Le rappel dans les grandes lignes des faits qui ont amené la création de ce conseil : une série d'objets présentés dans la vitrine du magasin Prada du quartier de SoHo a suscité ces derniers jours l'émoi sur les réseaux sociaux: ces motifs déclinés sur des porte-clés, des coques pour téléphones portables font parti de la gamme de produits Pradamalia. Pour la maison de luxe, ce sont des « créatures imaginaires sans référence intentionnelle au monde réel ». Pour de nombreux internautes, ces motifs évoquent sans ambiguïté des « blackfaces » : ces caricatures mettant en scène des visages noirs aux yeux écarquillés et aux lèvres d’une épaisseur disproportionnée. Ces caricatures, fort employées au XIXeme siècle mais aussi durant une grande partie du XXème siècle, associaient ostensiblement les personnes ayant la peau noire à des clichés malveillants ou condescendants : ces figures s’accompagnaient de gesticulations ou de légendes évoquant la paresse, la lubricité, l’ignorance ou la naïveté.

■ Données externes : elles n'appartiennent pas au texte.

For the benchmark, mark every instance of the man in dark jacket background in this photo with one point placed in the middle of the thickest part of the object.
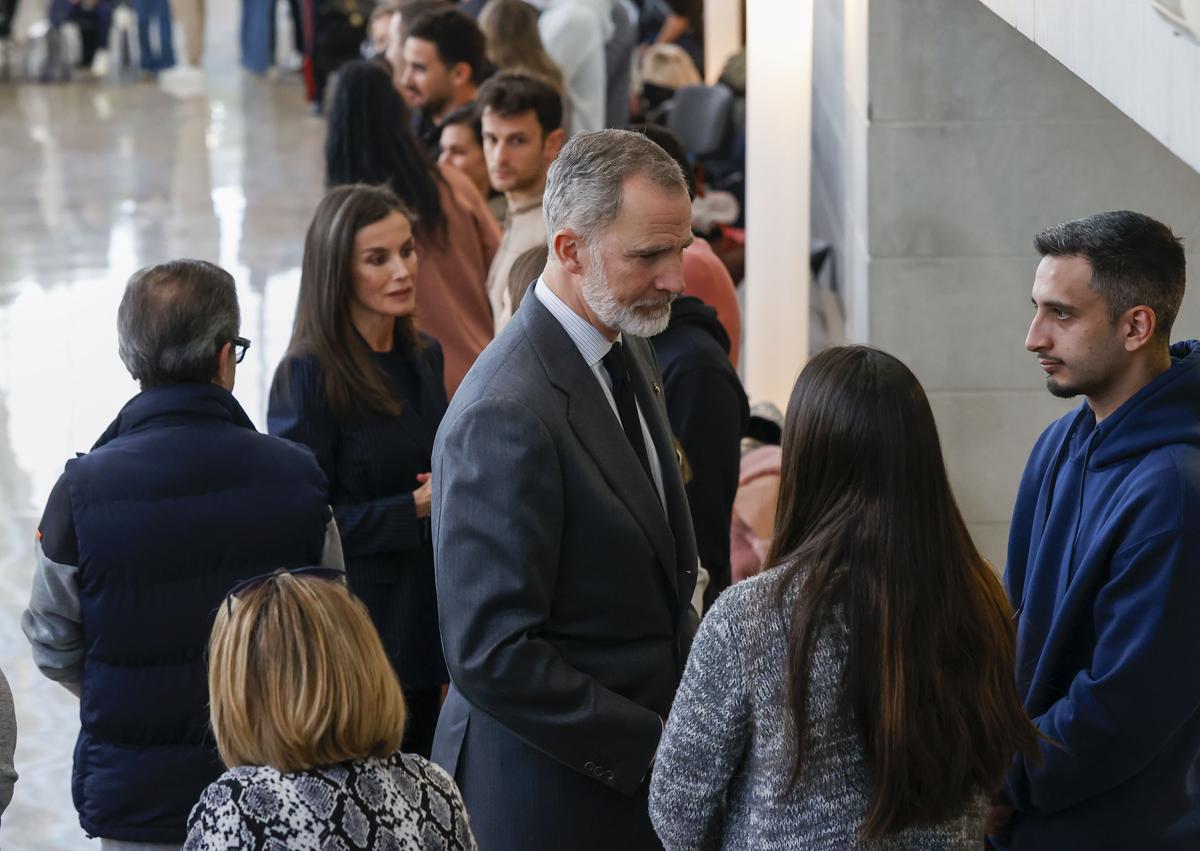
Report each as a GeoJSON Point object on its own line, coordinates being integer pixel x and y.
{"type": "Point", "coordinates": [141, 540]}
{"type": "Point", "coordinates": [708, 413]}
{"type": "Point", "coordinates": [1104, 551]}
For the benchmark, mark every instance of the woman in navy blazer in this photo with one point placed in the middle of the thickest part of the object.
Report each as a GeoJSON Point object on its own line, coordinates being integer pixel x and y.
{"type": "Point", "coordinates": [364, 390]}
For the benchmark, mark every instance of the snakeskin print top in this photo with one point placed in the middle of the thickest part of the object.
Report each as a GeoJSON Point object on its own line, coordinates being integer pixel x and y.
{"type": "Point", "coordinates": [403, 802]}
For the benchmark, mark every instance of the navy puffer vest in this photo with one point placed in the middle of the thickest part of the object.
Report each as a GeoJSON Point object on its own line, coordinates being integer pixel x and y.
{"type": "Point", "coordinates": [178, 501]}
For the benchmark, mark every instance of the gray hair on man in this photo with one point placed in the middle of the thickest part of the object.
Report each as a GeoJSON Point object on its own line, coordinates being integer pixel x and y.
{"type": "Point", "coordinates": [173, 321]}
{"type": "Point", "coordinates": [585, 184]}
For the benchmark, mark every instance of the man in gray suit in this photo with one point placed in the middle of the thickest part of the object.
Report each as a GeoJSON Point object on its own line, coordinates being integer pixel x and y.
{"type": "Point", "coordinates": [564, 550]}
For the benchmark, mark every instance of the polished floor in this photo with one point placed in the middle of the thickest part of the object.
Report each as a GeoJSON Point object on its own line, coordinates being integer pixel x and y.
{"type": "Point", "coordinates": [95, 181]}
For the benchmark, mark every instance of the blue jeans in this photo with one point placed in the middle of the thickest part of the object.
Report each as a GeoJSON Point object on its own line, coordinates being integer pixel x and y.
{"type": "Point", "coordinates": [148, 12]}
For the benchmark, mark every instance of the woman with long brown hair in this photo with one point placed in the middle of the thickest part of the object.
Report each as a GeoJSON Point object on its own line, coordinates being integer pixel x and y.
{"type": "Point", "coordinates": [364, 390]}
{"type": "Point", "coordinates": [861, 693]}
{"type": "Point", "coordinates": [369, 142]}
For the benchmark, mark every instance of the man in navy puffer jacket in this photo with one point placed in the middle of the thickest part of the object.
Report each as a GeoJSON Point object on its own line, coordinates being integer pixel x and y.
{"type": "Point", "coordinates": [1104, 551]}
{"type": "Point", "coordinates": [141, 540]}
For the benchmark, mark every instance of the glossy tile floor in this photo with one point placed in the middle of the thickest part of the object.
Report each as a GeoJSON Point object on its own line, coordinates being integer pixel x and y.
{"type": "Point", "coordinates": [95, 181]}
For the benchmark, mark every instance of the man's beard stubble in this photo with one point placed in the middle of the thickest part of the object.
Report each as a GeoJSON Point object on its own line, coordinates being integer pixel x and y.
{"type": "Point", "coordinates": [619, 317]}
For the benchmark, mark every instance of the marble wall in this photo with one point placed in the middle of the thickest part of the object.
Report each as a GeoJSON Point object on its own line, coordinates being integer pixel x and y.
{"type": "Point", "coordinates": [976, 139]}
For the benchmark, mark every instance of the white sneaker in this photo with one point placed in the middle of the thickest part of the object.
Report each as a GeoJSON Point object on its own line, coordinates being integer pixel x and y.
{"type": "Point", "coordinates": [100, 64]}
{"type": "Point", "coordinates": [183, 81]}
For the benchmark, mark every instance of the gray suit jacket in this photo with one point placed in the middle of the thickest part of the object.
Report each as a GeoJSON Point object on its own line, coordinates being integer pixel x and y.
{"type": "Point", "coordinates": [563, 585]}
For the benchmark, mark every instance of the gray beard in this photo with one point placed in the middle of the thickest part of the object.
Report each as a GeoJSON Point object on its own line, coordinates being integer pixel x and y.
{"type": "Point", "coordinates": [615, 315]}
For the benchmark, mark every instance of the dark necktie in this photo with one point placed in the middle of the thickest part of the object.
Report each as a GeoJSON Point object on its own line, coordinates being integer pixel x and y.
{"type": "Point", "coordinates": [627, 407]}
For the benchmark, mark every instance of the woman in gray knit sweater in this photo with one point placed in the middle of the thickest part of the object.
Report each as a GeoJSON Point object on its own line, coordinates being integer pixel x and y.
{"type": "Point", "coordinates": [861, 694]}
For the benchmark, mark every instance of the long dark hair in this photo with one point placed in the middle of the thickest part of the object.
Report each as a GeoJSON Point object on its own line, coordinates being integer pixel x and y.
{"type": "Point", "coordinates": [369, 142]}
{"type": "Point", "coordinates": [354, 383]}
{"type": "Point", "coordinates": [867, 522]}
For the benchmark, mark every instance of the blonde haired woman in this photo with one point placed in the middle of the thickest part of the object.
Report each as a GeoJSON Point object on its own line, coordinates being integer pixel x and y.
{"type": "Point", "coordinates": [307, 714]}
{"type": "Point", "coordinates": [514, 42]}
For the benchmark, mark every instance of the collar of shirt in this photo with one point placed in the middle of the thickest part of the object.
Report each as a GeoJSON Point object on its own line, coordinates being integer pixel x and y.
{"type": "Point", "coordinates": [591, 343]}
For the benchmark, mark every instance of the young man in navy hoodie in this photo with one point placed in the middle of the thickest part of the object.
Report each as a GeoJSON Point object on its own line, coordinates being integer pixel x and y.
{"type": "Point", "coordinates": [1104, 551]}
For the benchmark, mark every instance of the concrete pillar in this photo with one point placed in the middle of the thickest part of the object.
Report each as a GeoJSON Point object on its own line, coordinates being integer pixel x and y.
{"type": "Point", "coordinates": [723, 35]}
{"type": "Point", "coordinates": [779, 114]}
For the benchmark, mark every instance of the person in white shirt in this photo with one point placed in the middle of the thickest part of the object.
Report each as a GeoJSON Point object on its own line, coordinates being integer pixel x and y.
{"type": "Point", "coordinates": [575, 34]}
{"type": "Point", "coordinates": [522, 119]}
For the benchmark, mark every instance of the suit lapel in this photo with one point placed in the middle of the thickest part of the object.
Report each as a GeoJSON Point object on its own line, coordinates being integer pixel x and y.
{"type": "Point", "coordinates": [649, 401]}
{"type": "Point", "coordinates": [598, 429]}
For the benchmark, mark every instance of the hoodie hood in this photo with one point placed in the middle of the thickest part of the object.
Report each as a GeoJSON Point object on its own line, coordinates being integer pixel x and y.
{"type": "Point", "coordinates": [1165, 412]}
{"type": "Point", "coordinates": [688, 310]}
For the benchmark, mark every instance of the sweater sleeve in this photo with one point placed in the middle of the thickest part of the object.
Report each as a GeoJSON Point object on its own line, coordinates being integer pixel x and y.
{"type": "Point", "coordinates": [1128, 702]}
{"type": "Point", "coordinates": [705, 737]}
{"type": "Point", "coordinates": [53, 622]}
{"type": "Point", "coordinates": [216, 822]}
{"type": "Point", "coordinates": [298, 411]}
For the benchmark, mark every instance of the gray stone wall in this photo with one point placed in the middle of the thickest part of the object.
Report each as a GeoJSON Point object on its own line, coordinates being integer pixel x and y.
{"type": "Point", "coordinates": [977, 139]}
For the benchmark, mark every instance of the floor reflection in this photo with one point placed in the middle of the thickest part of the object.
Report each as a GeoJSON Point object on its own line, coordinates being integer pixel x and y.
{"type": "Point", "coordinates": [97, 180]}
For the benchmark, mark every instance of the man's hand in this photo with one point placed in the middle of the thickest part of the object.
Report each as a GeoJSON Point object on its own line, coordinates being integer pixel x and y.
{"type": "Point", "coordinates": [423, 497]}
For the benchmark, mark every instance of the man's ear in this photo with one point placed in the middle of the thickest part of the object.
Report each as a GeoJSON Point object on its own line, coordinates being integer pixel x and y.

L’activisme : nouvelle valeur phare de la mode

Si dans un premier temps, la maison de luxe italienne a indiqué que ces figurines étaient des créatures imaginaires, elle a ensuite précisé que la ressemblance de ses produits avec le blackface n’était pas intentionnelle. Cela signifie que Prada ne conteste plus cette ressemblance, mais nie simplement sa préméditation. En d’autres termes, Prada admet, en toute bonne foi, que ses dessinateurs n’ont pas été aptes à discerner dans leurs créations, les éventuelles réminiscences culturelles qu’elles ne manqueraient pas de douloureusement évoquer à de nombreuses personnes. Cela aurait pu ne pas être le cas. Cette ressemblance aurait pu être une provocation sous forme de réflexions, dans tous les sens du mot, d’un imaginaire révolu vu par le prisme culturel d’une nouvelle génération. Ces provocations sont monnaie courant dans le monde de la mode et de l’art contemporain. Elles se justifient d’autant plus que l’art n’a pas vocation à créer le consensus. Mais cela n’a pas été le cas ici. Prada a préféré plaider l’incompétence. La marque a retiré toutes ses figurines de la vente.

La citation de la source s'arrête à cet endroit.